Cruelty-free craze dominates the fashion trend
The fashion consumes as many animals as people eat. Until now, inhumane atrocities have been conducted to obtain quality leather in the process of collecting animal raw materials. However, some people who reflect on themselves think humans are unethical when exploiting animals, and the movement to pursue animal-friendly consumption has expanded to vegan fashion. Vegan fashion is an ethical, eco-friendly, and sustainable fashion product, and one of them is cruelty-free. This is a product that does not conduct animal experiments and does not use animal raw materials. It is also an ethical commitment not to use pain for coexistence with animals. Not Ours, the first domestic vegan brand, contains concerns about sustainable living through the name “Not Ours.” It seems to be interested in everything that connects to the entire process of a single product coming into the world and being discarded.
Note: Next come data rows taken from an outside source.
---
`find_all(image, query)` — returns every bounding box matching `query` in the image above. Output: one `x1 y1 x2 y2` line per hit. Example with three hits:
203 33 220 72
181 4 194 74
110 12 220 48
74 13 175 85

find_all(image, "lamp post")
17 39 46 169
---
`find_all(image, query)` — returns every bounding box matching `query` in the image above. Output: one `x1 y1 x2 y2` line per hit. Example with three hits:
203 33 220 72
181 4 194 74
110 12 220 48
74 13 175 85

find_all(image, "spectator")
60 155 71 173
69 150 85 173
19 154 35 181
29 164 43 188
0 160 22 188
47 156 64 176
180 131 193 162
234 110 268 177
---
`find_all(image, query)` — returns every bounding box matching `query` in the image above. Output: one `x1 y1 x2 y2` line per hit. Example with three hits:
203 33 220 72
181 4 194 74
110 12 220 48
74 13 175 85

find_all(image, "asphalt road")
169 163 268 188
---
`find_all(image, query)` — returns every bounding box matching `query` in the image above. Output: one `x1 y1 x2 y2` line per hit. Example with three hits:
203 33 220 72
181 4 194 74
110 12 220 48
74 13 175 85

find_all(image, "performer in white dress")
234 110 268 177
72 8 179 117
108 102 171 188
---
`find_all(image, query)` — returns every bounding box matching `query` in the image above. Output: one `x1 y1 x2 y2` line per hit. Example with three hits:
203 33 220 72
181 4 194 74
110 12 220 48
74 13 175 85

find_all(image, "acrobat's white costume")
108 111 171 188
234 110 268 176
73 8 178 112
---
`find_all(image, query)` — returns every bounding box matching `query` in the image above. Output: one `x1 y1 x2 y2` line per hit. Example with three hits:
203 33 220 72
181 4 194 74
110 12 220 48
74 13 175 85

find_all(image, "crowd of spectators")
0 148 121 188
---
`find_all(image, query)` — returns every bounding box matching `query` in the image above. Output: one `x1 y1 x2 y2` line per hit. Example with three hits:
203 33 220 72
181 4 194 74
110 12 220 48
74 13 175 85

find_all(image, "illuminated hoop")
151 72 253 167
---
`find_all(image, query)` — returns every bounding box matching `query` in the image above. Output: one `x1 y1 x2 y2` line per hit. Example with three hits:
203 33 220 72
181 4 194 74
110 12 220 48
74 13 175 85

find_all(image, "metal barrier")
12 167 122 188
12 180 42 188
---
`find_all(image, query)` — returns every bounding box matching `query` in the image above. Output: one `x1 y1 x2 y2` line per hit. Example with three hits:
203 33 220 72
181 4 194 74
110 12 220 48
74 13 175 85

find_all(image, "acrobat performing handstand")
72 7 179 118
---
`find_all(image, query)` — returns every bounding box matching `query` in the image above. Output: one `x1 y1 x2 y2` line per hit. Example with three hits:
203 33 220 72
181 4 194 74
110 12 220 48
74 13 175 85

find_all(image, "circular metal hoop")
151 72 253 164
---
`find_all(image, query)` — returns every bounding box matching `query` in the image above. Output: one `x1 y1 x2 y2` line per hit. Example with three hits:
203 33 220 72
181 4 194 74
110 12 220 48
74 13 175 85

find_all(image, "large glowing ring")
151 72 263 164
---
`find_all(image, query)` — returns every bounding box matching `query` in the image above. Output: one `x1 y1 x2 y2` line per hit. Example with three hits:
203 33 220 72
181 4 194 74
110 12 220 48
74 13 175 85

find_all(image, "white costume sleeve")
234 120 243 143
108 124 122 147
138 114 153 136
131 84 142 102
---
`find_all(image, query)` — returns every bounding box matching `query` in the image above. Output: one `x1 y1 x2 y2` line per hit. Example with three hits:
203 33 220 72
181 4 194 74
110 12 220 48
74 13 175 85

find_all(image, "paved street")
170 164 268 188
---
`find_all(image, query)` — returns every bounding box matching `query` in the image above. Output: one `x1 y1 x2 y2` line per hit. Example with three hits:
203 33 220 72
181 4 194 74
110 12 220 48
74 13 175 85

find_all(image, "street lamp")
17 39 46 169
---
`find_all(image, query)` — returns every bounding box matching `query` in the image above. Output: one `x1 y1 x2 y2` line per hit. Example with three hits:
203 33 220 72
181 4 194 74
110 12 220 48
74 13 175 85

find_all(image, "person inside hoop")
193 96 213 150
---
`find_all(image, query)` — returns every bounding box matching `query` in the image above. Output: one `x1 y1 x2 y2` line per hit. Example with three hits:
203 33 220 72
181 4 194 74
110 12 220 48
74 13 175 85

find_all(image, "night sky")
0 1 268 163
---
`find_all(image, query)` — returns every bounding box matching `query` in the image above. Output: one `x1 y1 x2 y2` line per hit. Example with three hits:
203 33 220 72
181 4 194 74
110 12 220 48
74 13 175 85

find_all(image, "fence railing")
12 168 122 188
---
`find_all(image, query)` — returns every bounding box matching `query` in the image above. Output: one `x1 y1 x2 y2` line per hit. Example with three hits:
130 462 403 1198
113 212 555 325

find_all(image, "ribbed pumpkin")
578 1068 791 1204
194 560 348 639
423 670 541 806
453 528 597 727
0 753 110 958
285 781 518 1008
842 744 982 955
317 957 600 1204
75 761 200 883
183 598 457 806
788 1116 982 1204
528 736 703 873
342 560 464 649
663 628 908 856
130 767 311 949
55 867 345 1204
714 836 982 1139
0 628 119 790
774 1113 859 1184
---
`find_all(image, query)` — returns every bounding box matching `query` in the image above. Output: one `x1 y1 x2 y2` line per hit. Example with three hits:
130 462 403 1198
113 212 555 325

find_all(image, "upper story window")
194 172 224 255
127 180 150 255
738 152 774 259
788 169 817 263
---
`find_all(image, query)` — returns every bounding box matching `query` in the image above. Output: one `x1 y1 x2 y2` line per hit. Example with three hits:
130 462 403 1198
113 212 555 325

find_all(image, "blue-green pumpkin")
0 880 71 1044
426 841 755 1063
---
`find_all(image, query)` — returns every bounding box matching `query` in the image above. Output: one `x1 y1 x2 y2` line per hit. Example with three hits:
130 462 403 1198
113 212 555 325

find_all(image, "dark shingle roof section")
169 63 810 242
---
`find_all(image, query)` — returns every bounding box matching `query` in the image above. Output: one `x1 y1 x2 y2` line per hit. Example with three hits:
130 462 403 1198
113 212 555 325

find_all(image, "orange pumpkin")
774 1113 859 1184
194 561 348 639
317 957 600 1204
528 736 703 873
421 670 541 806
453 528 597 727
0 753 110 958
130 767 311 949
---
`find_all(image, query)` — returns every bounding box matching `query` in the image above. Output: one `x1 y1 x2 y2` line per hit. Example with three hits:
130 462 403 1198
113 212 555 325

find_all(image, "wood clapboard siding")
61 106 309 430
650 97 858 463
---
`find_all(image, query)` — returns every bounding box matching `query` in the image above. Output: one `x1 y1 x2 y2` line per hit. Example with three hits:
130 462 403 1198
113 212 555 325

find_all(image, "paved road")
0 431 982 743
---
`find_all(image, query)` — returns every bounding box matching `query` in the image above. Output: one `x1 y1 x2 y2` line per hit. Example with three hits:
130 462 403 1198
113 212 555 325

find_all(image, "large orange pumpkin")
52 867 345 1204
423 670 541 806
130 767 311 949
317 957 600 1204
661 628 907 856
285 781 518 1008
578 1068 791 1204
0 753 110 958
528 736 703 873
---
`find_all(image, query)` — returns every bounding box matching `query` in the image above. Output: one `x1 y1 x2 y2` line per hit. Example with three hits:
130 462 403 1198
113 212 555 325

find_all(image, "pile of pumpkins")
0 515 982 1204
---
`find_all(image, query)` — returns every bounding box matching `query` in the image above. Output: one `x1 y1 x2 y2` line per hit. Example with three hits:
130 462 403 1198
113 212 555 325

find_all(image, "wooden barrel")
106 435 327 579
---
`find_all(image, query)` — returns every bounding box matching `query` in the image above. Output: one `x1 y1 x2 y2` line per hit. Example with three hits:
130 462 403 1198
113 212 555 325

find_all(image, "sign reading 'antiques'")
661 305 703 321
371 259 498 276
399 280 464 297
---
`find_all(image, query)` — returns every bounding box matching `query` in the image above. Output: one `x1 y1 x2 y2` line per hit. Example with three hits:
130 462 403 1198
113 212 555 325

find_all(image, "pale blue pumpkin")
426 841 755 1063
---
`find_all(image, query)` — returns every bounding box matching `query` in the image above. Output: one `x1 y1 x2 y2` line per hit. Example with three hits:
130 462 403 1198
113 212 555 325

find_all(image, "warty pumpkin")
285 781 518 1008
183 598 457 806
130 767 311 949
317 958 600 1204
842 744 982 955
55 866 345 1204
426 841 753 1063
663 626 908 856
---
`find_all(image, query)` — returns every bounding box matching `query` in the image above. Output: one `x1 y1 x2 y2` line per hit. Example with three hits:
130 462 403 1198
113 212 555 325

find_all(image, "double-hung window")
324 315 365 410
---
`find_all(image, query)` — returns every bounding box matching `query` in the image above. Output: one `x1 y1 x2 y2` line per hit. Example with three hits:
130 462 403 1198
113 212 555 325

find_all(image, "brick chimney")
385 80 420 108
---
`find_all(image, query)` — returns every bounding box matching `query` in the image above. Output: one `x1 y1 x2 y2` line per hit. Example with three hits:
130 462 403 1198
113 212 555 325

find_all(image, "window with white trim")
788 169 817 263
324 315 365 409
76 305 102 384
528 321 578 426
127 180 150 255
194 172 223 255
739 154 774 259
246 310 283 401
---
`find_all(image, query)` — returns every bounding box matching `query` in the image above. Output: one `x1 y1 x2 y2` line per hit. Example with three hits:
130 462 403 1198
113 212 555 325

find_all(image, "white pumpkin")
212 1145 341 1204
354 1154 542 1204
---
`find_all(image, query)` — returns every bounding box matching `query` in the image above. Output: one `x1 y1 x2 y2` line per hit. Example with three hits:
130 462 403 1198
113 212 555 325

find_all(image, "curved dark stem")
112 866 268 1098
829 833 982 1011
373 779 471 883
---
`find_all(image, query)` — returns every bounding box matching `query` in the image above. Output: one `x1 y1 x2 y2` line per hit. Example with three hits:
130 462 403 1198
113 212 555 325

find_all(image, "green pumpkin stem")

It is even conscious of minor impact on the environment, such as delivery boxes and the tapes used to seal products. The slogan cruelty-free is put forward to end the pain of fur animals. It also led to a positive response by planning to change consumers’ perception of artificial fur products attractively by conducting campaigns for animals and the environment.
Today, called the era of consumption, is an era in which every member of our society has a significant influence on society by choosing where to spend their money. Their changes and movements can be an indirect but direct message to companies that continue animal testing. The value of the life of animals destroyed in animal experiments, and in clothes to wear is not much different from ours. Animals are not someone’s possession or material we can use. Lives that must be respected as individuals. Why do we not start using cruelty-free so that animals, people, and the environment can stay happy in the future?